Pazartesi günü yürüyüşünü yaparken bir anda Stollen ekmeğimi yapmak için uygun bir zaman bulduğumu düşündüm. Aslında bizim Karadeniz’de yöresel bir ekmeğimiz var: Balkabaklı, pırasalı, içine tatlı patates bulup koyduğunuzda tadı arş-ı âlâya çıkan, bulamadığınızda normal patates ile de kendini yutturmayı başarabilen mısır unlu bir ekmek. Buna “miritözüm” deniliyor. Kışın annemle birlikte evlerimizde bunu sıklıkla yapıyoruz ve ikimiz de yemeyi de yapmayı da çok seviyoruz. Seneler içerisinde bu bizim sevgi dilimiz haline geldi. Annemle birtakım yapılış farklılıklarımız var, ben fırında yapmayı severken o ocağın üzerinde yapmayı tercih ediyor. Ben balkabağı tadını yükseltmek için içine çok azıcık şeker de koyuyorum. Ve fırında kurumasını engellemek için de süt veya süt kreması veya sadece krema… Annem ocaküstü sevdiğinden bunların hiçbirini tercih etmiyor ama onun yaptığı ekmek de inanılmaz lezzetli. Daha organik, daha ehlileştirilmemiş bir tat. Annem herkesin bu ekmeği sevmesini de çok umursamıyor.

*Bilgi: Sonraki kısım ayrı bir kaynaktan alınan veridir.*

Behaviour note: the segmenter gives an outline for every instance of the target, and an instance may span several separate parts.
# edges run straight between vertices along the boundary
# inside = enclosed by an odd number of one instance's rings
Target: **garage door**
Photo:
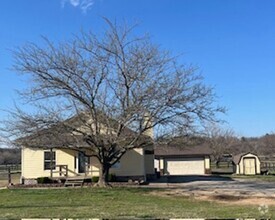
[[[166,170],[169,175],[205,174],[203,158],[166,159]]]

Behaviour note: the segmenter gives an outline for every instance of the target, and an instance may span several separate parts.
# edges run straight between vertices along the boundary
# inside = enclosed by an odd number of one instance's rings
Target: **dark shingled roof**
[[[106,116],[107,117],[107,116]],[[51,128],[42,129],[26,137],[18,138],[16,143],[20,146],[25,147],[39,147],[39,148],[68,148],[70,146],[74,147],[90,147],[83,139],[82,135],[71,135],[71,131],[66,129],[63,124],[69,124],[72,127],[79,127],[82,125],[81,120],[88,120],[89,117],[85,113],[80,113],[77,116],[71,117],[64,122],[60,122]],[[114,119],[110,119],[112,123],[111,126],[115,127],[118,122]],[[136,133],[129,129],[124,128],[121,137],[128,141],[129,139],[135,137]],[[104,139],[104,135],[101,135]],[[147,135],[141,135],[140,139],[137,141],[137,145],[148,142],[148,145],[152,145],[153,140]]]
[[[174,138],[169,142],[156,144],[155,156],[208,156],[212,150],[206,143],[187,145],[184,140]]]

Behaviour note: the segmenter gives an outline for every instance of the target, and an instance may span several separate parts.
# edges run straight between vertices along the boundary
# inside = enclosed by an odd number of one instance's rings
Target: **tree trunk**
[[[101,164],[101,167],[99,169],[99,179],[96,184],[97,186],[99,186],[99,187],[110,186],[108,183],[109,170],[110,170],[110,166],[108,166],[106,164]]]

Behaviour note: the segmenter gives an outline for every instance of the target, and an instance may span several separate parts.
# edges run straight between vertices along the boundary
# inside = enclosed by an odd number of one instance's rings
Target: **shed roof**
[[[233,162],[234,164],[238,164],[240,163],[241,159],[243,156],[247,155],[247,154],[253,154],[254,156],[258,157],[256,154],[254,153],[251,153],[251,152],[248,152],[248,153],[240,153],[240,154],[237,154],[233,157]]]

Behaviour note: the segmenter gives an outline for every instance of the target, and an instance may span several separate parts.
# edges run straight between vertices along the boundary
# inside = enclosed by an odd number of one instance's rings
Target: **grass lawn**
[[[161,189],[82,188],[0,190],[0,218],[261,218],[257,206],[225,205]],[[151,193],[154,192],[152,195]],[[275,216],[269,207],[268,217]]]

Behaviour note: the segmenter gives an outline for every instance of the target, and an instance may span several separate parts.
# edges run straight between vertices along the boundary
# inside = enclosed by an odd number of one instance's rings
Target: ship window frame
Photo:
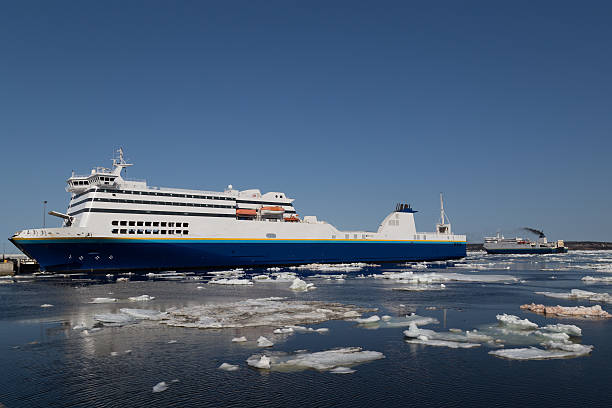
[[[150,227],[151,226],[151,221],[145,221],[145,227]]]
[[[117,220],[111,221],[111,225],[119,225],[119,221]]]
[[[183,235],[189,235],[189,230],[183,230]]]
[[[137,227],[144,227],[144,221],[136,221]]]
[[[127,229],[126,228],[122,228],[119,230],[120,234],[127,234]]]
[[[159,227],[159,221],[153,221],[153,226],[154,227]]]
[[[130,222],[128,223],[128,226],[130,226],[130,227],[135,227],[135,226],[136,226],[136,221],[130,221]]]
[[[114,229],[111,231],[111,233],[112,233],[112,234],[118,234],[118,233],[119,233],[119,229],[118,229],[118,228],[114,228]]]
[[[127,226],[127,221],[119,221],[119,225],[125,227]]]
[[[167,222],[166,221],[162,221],[160,222],[160,227],[167,227]]]
[[[142,230],[142,229],[137,229],[137,230],[136,230],[136,233],[137,233],[137,234],[141,234],[141,235],[142,235],[142,234],[144,234],[144,230]]]
[[[159,231],[162,235],[166,235],[166,230]]]

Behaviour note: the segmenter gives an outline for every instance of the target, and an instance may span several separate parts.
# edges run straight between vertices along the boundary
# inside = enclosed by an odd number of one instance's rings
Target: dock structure
[[[0,276],[19,275],[40,271],[35,259],[25,254],[4,254],[0,259]]]

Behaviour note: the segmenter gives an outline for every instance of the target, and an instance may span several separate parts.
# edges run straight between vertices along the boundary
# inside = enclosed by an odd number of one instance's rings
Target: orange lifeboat
[[[236,210],[236,216],[238,217],[255,217],[257,215],[257,210],[253,210],[250,208],[239,208]]]
[[[285,222],[298,222],[300,221],[299,217],[296,215],[290,215],[289,217],[284,218]]]
[[[285,212],[283,207],[273,206],[273,207],[261,207],[259,210],[261,215],[282,215]]]

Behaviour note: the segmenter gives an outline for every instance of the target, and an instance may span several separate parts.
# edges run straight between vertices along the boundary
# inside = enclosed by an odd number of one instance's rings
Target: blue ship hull
[[[49,272],[194,270],[241,266],[460,259],[449,241],[11,239]]]

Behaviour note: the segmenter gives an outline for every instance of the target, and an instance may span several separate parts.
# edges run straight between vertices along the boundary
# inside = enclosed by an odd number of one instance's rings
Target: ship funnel
[[[531,233],[534,233],[538,236],[538,238],[546,238],[546,235],[544,235],[544,232],[537,230],[535,228],[529,228],[529,227],[524,227],[523,228],[525,231],[529,231]]]
[[[440,223],[436,224],[436,232],[438,234],[451,233],[450,219],[444,212],[444,198],[442,197],[442,193],[440,193]]]

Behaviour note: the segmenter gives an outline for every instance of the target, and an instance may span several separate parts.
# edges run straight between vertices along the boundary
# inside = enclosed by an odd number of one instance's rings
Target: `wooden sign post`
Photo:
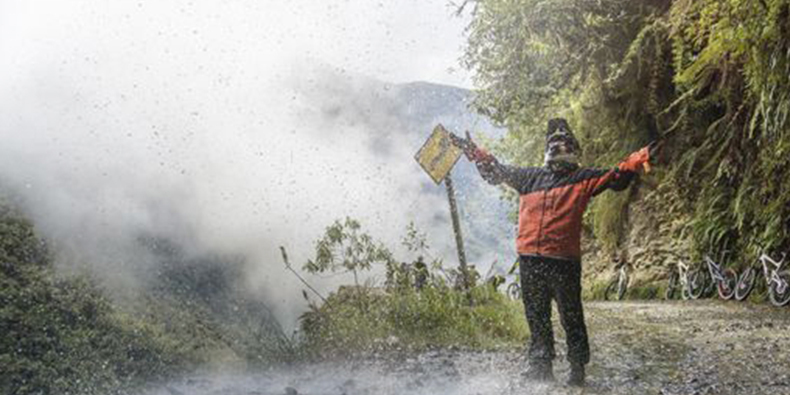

Gelenekten gelmek böyle bir şey. Ben ise yaptığım ekmeğe herkes bayılsın istiyorum. Aslında biraz da fazla uğraşmayı seviyorum. Bana göre terapötik olan bu uğraşma eylemi, annem için orijinalinin bozulması. Ama yine de iyi anlaşıyoruz ve her çeşidini severek yiyoruz… 


Ne diyordum… Miritözüm. Bu ekmeğin yapım videosunu evde kendi kendime birkaç kere çektim ancak yayınlamak için yeterince iyi olmadığını düşündüğüm için iki seferde de kaldı. Aslında genel olarak mutfakla ilgili hayallerim var. 2 metrekarelik mutfağımda o kadar çok şey yaptım ve o kadar çok şeyle uğraştım ki bunun eğlenceli bir tarafı olduğunu düşünüyorum. Salona açılan servis penceresinden beni izleyen arkadaşlarım da genel olarak aynı fikirdeydi hep. Ama işte… Niye olmadı? Konseptim bile hazırdı: "2m²". Evet bu kadar. 2 metrekare (aslında bence o kadar bile değil) olmayan mutfakta aslında ne kadar keyifli vakit geçirilebileceği üzerine bir şeyler çekmek istiyordum. Mutfak sadece yemek yapılan değil, Fever Ray'in Seven şarkısında dediği gibi "7 yaşındayken aşk ve bulaşık tabletleri üzerine konuşabileceğiniz" bir yer... Biraz dertleşirdik, güzel olmaz mıydı? Öf hayaller...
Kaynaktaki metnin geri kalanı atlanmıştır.